Foratom made the appeal following publication of the REPowerEU strategy, which lays out plans for more affordable, secure and sustainable energy. The strategy made little reference to nuclear.
According to REPowerEU, following the invasion of Ukraine by Russia, the case for a rapid clean energy transition has never been stronger and clearer. The EU imports 90% of its gas consumption, with Russia providing more than 40% of the EU’s total. Russia also accounts for 27% of oil imports and 46% of coal imports.
The strategy lays out proposals for “eliminating” Europe’s dependence on Russian fossil fuels.
“We are disappointed that very little is said about nuclear in the communication given that it consistently produces around one quarter of electricity in the EU,” Foratom director-general Yves Desbazeille said.

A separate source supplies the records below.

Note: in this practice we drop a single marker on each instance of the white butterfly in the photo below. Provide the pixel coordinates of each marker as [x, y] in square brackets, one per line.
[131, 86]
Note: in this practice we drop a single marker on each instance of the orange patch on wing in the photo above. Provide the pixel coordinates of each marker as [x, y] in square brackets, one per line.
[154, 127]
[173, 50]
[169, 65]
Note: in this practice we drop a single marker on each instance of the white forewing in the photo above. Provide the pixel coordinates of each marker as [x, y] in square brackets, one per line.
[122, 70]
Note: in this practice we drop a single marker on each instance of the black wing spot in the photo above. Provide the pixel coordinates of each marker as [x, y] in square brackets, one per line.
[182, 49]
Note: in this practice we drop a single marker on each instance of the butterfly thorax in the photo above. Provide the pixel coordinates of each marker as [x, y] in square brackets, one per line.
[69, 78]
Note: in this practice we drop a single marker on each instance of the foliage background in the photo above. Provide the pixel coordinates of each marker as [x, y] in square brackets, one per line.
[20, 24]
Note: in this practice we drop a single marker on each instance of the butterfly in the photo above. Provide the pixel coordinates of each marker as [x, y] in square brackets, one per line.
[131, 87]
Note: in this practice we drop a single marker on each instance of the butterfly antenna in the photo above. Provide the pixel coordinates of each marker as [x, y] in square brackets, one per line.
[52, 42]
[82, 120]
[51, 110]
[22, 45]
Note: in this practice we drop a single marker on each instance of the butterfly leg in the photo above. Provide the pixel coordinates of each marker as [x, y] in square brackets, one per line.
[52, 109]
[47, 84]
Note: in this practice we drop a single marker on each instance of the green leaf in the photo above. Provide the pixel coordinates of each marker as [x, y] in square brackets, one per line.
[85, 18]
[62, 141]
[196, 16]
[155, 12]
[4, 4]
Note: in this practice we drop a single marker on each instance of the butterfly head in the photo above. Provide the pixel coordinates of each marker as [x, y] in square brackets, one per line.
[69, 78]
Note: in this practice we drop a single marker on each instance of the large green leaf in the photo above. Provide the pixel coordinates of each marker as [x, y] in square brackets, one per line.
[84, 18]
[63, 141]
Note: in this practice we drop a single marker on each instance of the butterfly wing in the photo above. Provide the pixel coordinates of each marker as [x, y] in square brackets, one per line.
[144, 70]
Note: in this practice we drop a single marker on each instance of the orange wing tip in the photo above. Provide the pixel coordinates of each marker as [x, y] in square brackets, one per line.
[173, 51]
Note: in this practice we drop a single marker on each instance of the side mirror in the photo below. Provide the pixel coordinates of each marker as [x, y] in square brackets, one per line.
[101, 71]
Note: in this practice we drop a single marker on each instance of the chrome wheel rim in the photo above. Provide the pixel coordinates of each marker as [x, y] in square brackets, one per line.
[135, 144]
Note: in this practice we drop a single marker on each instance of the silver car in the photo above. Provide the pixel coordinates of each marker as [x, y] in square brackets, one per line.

“Ignoring the EU’s main source of highly dispatchable, low-carbon and non-weather dependent energy raises question about whether the proposed measures are realistic,” Mr Desbazeille said.
He said the European commission has already admitted that nuclear will form the backbone of a carbon-free European power system, together with renewables. “Having an energy mix composed of both nuclear and renewables is key to ensuring an affordable, secure and stable supply of energy in long-term,” he said.
Foratom called on the bloc to extending the operation of the existing nuclear fleet. It said this is by far the most affordable solution for 2030 net zero goals as it also ensures security of supply and grid stability. “From a longer-term perspective, the EU needs to seriously consider and support the construction of new nuclear power plants in all future policies,” the group said.
Foratom said nuclear accounted for around 25% of the electricity produced in the EU in 2020. This share will probably decrease as power demand rises and some nuclear reactors are shut down, including three in Germany which are due to close by the end of 2022.